Tan Sri Elyas Omar, the city’s third mayor, said he kept an open mind over the idea.

“RSGC is an old golf club that has been given royal status. So, it’s tricky to change it to a park as the club has been part of the city’s history,” he said.

“But I am open to the idea (of a recreational park) as long as the club is relocated.”

He suggested any conversion plans should emulate the Perdana Botanical Lake Gardens, which had a private clubhouse.

“You don’t need to demolish the buildings. Let them stand as part of our heritage. The 18-hole (golf course) can be retained while the rest can be open to public.”

He added that members would benefit if the 18-hole course was retained, with another new 36-hole course for the club located elsewhere.

“Playing 54-holes at more than one location can truly be beneficial to the members,” said Elyas who had been a member of the club since 1978.

Urban Wellbeing, Housing and Local Government Minister Datuk Abdul Rahman Dahlan had on Monday announced plans to turn the club into a recreational park. Abdul Rahman said while he understood the history of the club, there were no golf courses in city centres in most developed countries, with the site more suitable for a park, such as Central Park in New York.

Another former mayor, Tan Sri Ahmad Fuad Ismail, a nature lover, called it a good move.
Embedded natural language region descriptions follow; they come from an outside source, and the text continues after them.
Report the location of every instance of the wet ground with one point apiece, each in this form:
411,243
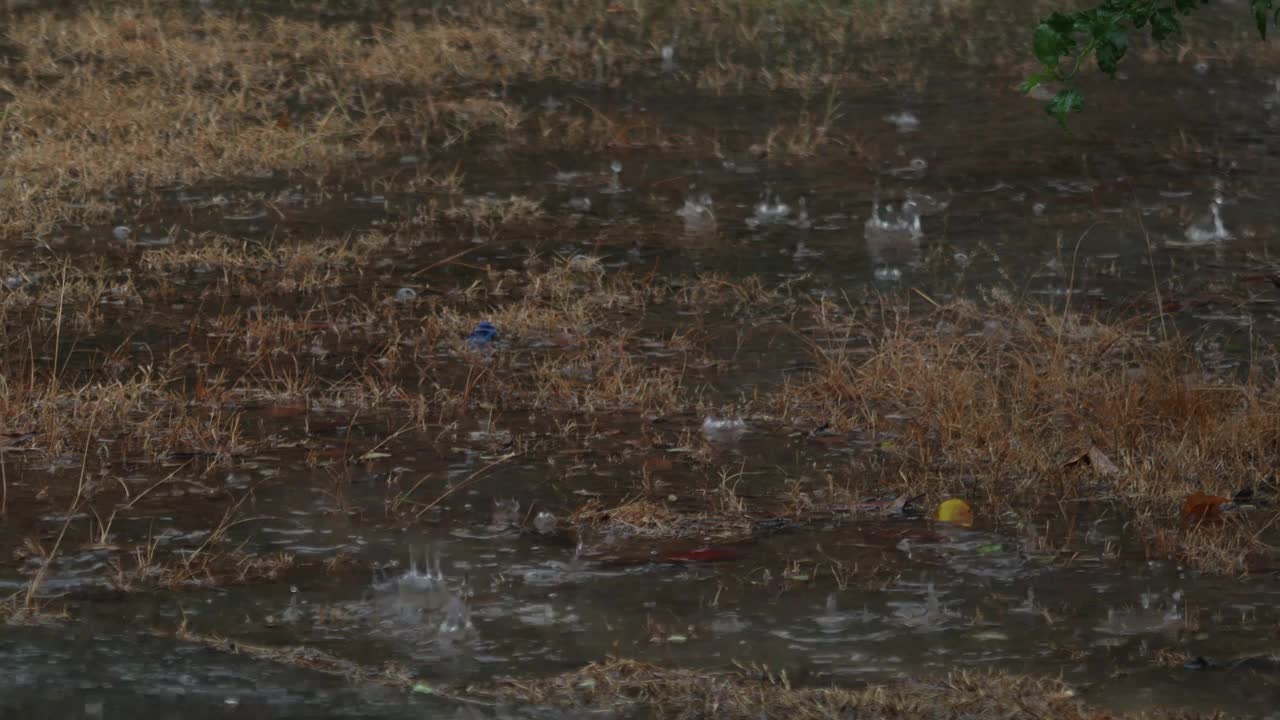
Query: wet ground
1160,200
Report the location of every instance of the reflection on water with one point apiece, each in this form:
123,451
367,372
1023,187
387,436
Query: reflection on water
947,188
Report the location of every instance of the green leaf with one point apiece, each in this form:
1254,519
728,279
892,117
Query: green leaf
1032,82
1051,44
1261,8
1065,103
1111,49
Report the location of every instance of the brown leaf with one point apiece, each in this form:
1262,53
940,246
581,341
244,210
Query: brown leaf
1097,459
1101,463
657,464
1198,507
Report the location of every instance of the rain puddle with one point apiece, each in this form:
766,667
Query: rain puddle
469,546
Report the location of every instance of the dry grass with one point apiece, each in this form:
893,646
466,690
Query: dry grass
635,688
630,687
108,105
995,402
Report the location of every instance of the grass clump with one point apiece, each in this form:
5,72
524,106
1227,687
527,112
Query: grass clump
997,402
648,691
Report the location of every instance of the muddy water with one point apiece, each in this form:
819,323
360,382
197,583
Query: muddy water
1107,215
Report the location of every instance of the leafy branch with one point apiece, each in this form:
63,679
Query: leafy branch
1065,41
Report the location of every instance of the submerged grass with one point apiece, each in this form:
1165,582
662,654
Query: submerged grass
997,402
639,689
648,691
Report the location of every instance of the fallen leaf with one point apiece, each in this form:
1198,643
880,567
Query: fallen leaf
1198,507
1097,459
955,511
700,555
12,441
657,465
283,410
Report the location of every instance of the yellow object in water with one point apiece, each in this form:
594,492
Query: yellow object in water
955,511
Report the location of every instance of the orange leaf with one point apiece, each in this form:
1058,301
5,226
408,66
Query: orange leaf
1198,506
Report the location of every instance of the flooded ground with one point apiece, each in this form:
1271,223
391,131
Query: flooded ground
746,270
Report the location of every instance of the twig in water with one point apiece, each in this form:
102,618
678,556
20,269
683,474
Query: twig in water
465,483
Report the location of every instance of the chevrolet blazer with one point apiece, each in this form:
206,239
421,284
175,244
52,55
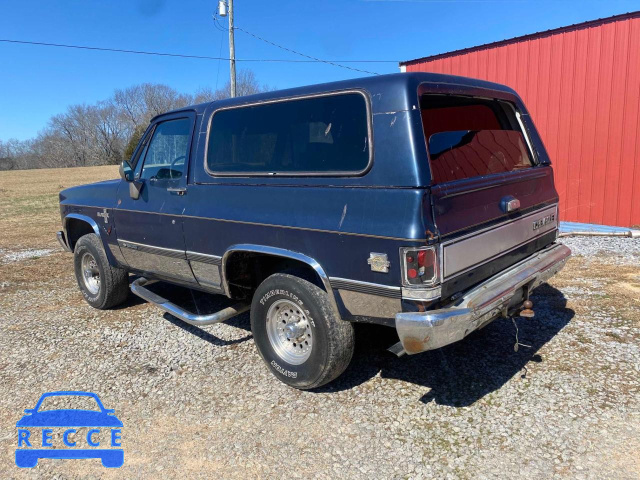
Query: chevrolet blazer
418,201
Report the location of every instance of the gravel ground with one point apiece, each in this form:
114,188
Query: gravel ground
613,250
198,402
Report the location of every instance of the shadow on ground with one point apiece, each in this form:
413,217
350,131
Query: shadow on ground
464,372
457,375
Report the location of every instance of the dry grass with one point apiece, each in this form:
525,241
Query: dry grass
29,212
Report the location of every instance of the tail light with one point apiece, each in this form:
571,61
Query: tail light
419,266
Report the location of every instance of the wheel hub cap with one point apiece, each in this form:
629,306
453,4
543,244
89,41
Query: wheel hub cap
289,332
90,273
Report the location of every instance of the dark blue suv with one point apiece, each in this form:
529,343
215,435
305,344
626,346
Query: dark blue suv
418,201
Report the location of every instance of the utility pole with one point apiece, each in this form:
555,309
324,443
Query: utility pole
222,7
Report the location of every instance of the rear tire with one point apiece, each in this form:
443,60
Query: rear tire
102,285
298,333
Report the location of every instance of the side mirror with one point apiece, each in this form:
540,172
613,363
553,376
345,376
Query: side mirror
126,171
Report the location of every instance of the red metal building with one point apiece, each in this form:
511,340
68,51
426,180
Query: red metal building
581,84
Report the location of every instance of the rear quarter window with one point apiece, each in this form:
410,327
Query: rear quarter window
469,137
323,135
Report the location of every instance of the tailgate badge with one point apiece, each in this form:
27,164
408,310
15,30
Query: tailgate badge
543,221
509,204
379,262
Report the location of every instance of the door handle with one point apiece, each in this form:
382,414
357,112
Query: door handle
177,190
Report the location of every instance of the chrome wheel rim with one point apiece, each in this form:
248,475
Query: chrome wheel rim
289,332
90,273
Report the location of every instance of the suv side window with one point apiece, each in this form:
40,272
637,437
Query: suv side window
166,154
322,135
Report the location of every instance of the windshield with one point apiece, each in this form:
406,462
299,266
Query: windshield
468,137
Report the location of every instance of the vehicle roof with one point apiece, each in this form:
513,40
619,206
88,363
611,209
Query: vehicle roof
390,93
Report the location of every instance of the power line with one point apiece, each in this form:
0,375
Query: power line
315,59
197,57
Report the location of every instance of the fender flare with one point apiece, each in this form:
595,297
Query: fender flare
96,229
283,253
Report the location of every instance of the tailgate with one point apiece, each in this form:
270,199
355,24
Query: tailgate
493,197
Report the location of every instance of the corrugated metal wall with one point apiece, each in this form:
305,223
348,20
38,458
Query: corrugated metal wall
582,87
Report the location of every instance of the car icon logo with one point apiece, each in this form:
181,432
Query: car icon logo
36,432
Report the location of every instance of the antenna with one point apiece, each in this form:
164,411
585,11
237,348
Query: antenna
222,8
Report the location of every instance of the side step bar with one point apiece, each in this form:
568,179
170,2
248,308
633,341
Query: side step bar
138,288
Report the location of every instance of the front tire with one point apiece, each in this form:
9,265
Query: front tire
102,285
298,333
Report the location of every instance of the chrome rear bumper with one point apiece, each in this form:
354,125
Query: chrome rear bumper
423,331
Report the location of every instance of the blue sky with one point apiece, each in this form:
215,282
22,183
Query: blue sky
38,82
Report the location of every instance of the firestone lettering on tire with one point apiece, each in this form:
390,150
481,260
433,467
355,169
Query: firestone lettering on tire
283,371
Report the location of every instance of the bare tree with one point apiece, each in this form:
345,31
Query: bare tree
107,132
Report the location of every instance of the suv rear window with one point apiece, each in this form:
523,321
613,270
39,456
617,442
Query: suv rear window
320,135
468,137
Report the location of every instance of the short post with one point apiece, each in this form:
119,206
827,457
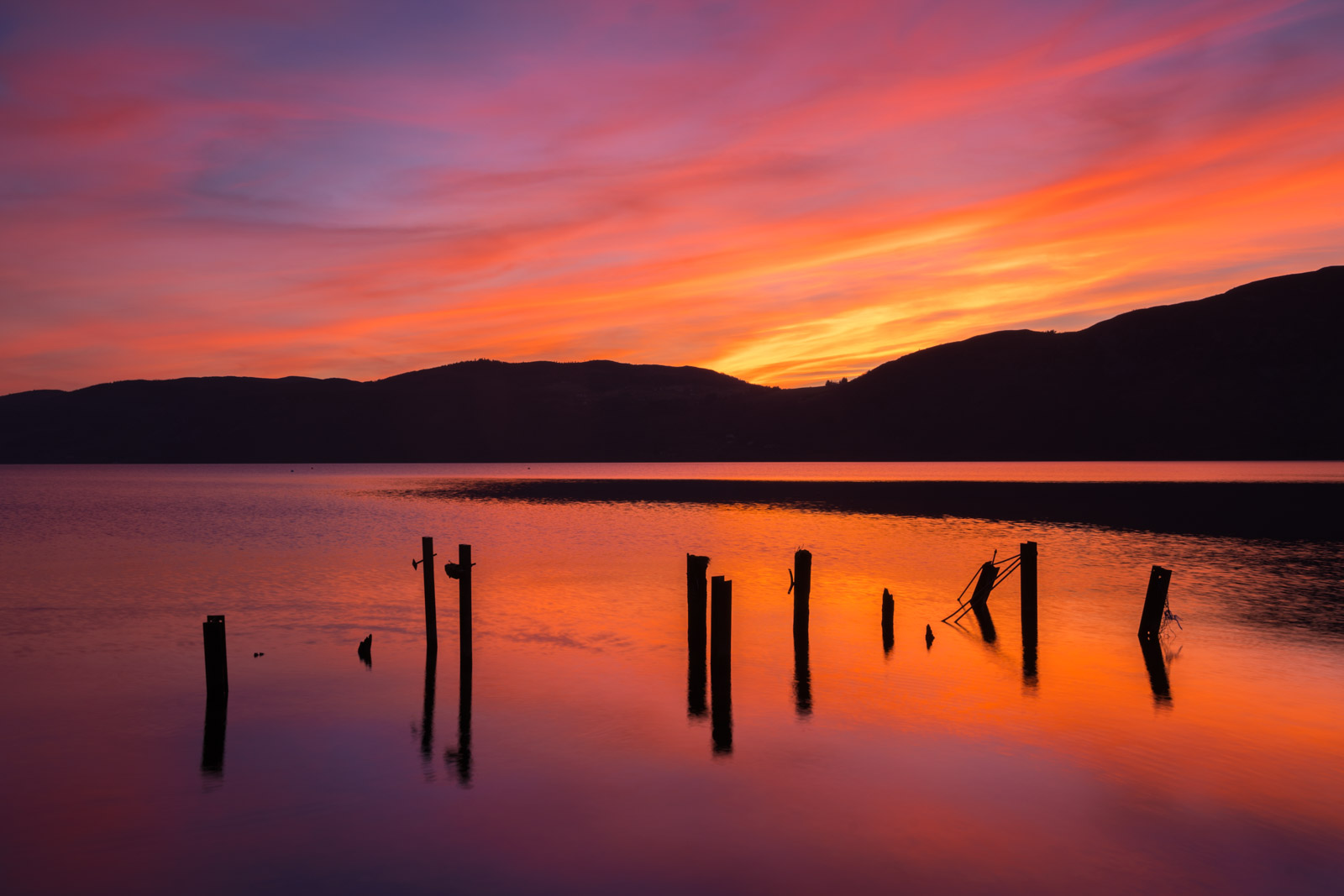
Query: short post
464,604
217,658
430,613
801,587
1155,602
984,584
889,607
721,663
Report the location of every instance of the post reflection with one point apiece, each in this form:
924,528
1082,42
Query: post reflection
460,757
428,718
1156,664
801,674
213,741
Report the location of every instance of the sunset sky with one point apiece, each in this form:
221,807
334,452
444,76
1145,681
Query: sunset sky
781,191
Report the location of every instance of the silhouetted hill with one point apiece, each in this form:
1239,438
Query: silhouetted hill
1250,374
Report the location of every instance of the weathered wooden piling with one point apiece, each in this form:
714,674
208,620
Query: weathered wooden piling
464,609
1155,602
889,633
1027,578
801,587
463,573
430,611
984,584
696,633
217,658
721,663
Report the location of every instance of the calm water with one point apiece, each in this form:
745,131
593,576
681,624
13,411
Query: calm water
580,768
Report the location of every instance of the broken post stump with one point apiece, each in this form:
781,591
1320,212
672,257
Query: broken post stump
889,606
217,658
801,587
984,584
721,664
1155,602
430,611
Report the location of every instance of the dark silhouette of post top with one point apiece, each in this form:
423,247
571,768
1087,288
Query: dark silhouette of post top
430,610
1027,579
1151,624
721,664
463,573
801,587
217,658
696,633
984,584
889,633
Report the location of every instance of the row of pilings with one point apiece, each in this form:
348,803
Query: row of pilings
709,644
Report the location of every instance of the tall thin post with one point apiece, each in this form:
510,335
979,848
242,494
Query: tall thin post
889,634
696,631
1155,602
801,587
430,613
1027,578
464,604
217,658
721,663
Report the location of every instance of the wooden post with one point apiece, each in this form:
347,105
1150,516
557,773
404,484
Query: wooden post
464,604
984,584
889,607
217,658
1027,575
801,587
721,663
696,631
1155,602
430,613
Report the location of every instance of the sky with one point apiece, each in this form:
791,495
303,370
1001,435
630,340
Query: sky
788,192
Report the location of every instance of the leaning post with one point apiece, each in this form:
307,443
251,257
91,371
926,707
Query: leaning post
1155,602
801,587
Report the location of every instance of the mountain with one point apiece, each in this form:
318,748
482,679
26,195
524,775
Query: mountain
1253,374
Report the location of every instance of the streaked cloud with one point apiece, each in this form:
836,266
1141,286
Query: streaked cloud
786,192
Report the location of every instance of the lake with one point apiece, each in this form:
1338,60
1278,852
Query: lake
585,752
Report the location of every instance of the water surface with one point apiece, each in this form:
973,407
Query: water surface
585,763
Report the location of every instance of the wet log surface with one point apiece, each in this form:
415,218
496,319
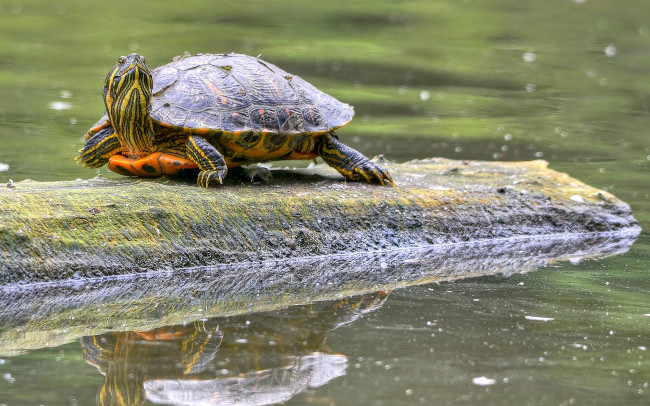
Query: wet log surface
87,257
80,229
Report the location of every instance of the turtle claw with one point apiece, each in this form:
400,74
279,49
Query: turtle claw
211,178
351,163
372,172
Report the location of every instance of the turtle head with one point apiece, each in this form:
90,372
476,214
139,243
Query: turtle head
127,96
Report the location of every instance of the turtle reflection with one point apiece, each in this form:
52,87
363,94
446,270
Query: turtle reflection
260,359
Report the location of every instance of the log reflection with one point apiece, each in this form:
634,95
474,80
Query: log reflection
260,358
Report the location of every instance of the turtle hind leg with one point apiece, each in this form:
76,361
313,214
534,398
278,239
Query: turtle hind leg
351,163
208,159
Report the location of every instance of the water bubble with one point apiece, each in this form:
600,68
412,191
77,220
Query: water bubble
538,318
529,57
483,381
610,50
60,106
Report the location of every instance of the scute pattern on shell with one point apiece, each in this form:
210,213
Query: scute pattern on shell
233,92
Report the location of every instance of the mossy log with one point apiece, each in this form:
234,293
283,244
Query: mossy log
79,229
305,237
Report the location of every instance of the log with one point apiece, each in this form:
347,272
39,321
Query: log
55,231
52,314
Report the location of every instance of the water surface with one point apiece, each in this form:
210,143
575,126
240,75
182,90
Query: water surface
565,81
“Kuala Lumpur will then be comparable to larger cities like New York (Central Park) and London (Hyde Park),” he said.

“If the government can relocate the club, the people will be thankful as they have a new park in town.”

He said a public park in central Kuala Lumpur would benefit more people.

“The park in Kiara is actively used by people, mostly from Taman Tun Dr Ismail or Petaling Jaya. If RSGC is turned into an open space, it will cater to those from Ampang, Cheras and Kuala Lumpur as it is more accessible.”

He said the biggest challenge would be the sorting out of the land ownership.

“The authorities will need to find a way to compensate the members and relocate the club. They will also need to look into the legalities, especially over land ownership matters.

“The need of one million people in KL is more important than that of a few thousand club members,” he added.

However, historian Prof Tan Sri Khoo Kay Kim said the government should not disrupt the operations of the club.

“The government should focus on making existing open spaces and fields more active instead of introducing another public park,” he said.

“It’s not as though we don’t have enough spaces. If the idea is for Malaysians to mix around, then we should be focusing on sporting activities instead.”